Se ha dicho y seguirá diciéndose: el 2 de junio no vamos a elegir entre dos candidatas a la presidencia y un comodín. Solamente hay dos opciones reales de poder: la continuidad autocrática (“que siga la corrupción”) o el primer gobierno de coalición en la historia de México, presidido por una ciudadana socialdemócrata.
La elección no será solamente de programas de gobierno, sino de sistema político. En una elección de Estado —que el partido oficial arranca con acarreo masivo—, lo que está en juego es la contienda por el Estado, como lo hace evidente la iniciativa de 20 reformas constitucionales que el presidente ha presentado y que su candidata apoya a sabiendas de que le atarán de manos al Maximato de López Obrador.
El partido que aspira a convertirse en partido de Estado, como el que tuvo México desde 1929 hasta 1997, se desgañita proclamando que la disyuntiva del ciudadano ante la boleta electoral será entre izquierda y derecha, entre progresistas y conservadores. No hay nada más falso. Lo cierto es que enfrentamos una elección en la que se decidirá si sobrevive la democracia o esta termina por sucumbir a la voluntad autocrática del grupo que domina Morena y el entorno de AMLO —del que Sheinbaum es uno de los engranes—. De hecho, si se produce el fin de la incipiente democracia mexicana ya no habrá por tiempo indefinido la posibilidad de elegir entre distintas alternativas de solución a los problemas del país, porque desaparecería la competencia política y, con ella, las libertades reales de la gran mayoría para incidir en el rumbo nacional. En contraste, si gana Fuerza y Corazón por México, Morena seguiría gozando de las garantías que quiere suprimir.

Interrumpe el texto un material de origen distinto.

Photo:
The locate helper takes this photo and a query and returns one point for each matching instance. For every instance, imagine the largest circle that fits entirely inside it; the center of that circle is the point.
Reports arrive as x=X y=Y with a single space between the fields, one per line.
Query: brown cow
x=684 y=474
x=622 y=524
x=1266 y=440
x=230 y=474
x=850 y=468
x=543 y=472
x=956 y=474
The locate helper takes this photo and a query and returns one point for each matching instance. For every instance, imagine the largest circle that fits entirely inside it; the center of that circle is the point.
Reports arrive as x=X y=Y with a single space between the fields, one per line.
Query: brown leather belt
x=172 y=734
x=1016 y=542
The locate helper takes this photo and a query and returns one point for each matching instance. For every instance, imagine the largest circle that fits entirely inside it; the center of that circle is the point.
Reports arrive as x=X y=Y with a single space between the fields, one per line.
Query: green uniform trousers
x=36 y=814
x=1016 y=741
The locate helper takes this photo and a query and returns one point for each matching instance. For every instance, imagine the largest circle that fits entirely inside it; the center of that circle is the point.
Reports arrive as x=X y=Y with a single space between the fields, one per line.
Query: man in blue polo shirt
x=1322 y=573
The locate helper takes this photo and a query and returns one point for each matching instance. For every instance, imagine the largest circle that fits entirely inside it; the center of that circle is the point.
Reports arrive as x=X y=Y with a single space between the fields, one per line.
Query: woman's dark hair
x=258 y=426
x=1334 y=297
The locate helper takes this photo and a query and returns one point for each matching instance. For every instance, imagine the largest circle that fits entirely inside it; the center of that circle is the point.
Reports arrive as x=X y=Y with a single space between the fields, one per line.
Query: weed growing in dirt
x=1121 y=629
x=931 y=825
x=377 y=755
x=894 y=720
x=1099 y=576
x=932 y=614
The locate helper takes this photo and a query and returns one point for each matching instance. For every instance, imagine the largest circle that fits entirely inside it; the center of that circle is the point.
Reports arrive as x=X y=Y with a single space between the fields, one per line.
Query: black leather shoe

Contra lo que pretenden el Presidente y su partido, Morena no es la encarnación de la voluntad popular única y legítima. Como está demostrado, Morena obtuvo mayoría absoluta de los votos en la elección de presidente en 2018, pero nunca la ha tenido en el Congreso. Sin embargo, AMLO, el aspirante a nuevo jefe Máximo se propone imponer una nueva hegemonía política, es decir, un proyecto político con una ruta exclusiva y excluyente de acceso y ejercicio del poder. Exactamente lo opuesto a una democracia abierta a las diferentes opciones y voluntades con la sola condición de respetar los principios y derechos constitucionales. Esos principios son los que la 4T busca eliminar, y eso la define como el típico actor autoritario que usó la democracia para llegar al poder y liquidarla para no abandonarlo. Por eso AMLO busca neutralizar y arrasar a las autoridades electorales independientes.
Las elecciones de 2024 no son entre progresismo y conservadurismo, sino entre democracia y autocracia. Si de veras fueran elecciones entre políticas diferentes, AMLO no tendría por qué poner en jaque a las instituciones que equilibran el poder. Si él y su partido hubieran gobernado con eficacia y eficiencia, con equipos competentes y políticas idóneas podrían haber acercado las políticas estatales hacia el progresismo de vanguardia: menor desigualdad y pobreza con mayor bienestar, mejor y más instrucción pública, transparencia, menos corrupción y violencia, des-militarización y mejor justicia. Pero eso nunca les interesó. Lo que se fijó como meta fue mandar “al diablo” las instituciones, como lo prometió hace 20 años, y propiciar una regresión en toda la línea para imponer la camisa de fuerza del autoritarismo de la “revolución mexicana”; claro que previamente esterilizada del maderismo que sobrevivió únicamente como retórica hasta que lo recuperó la transición democrática. A esa escuela pertenece AMLO y a esa condena nos quieren llevar sus corifeos que se visten con los andrajos de la catástrofe del socialismo real en cualquiera de sus denominaciones.
El próximo 2 de junio, durante un solo día, tendremos la oportunidad de retomar la democratización del sistema político y acometer su gran deuda: construir acuerdos fundamentales entre los ciudadanos para rehacer la comunidad política sin la amenaza del huevo de la serpiente.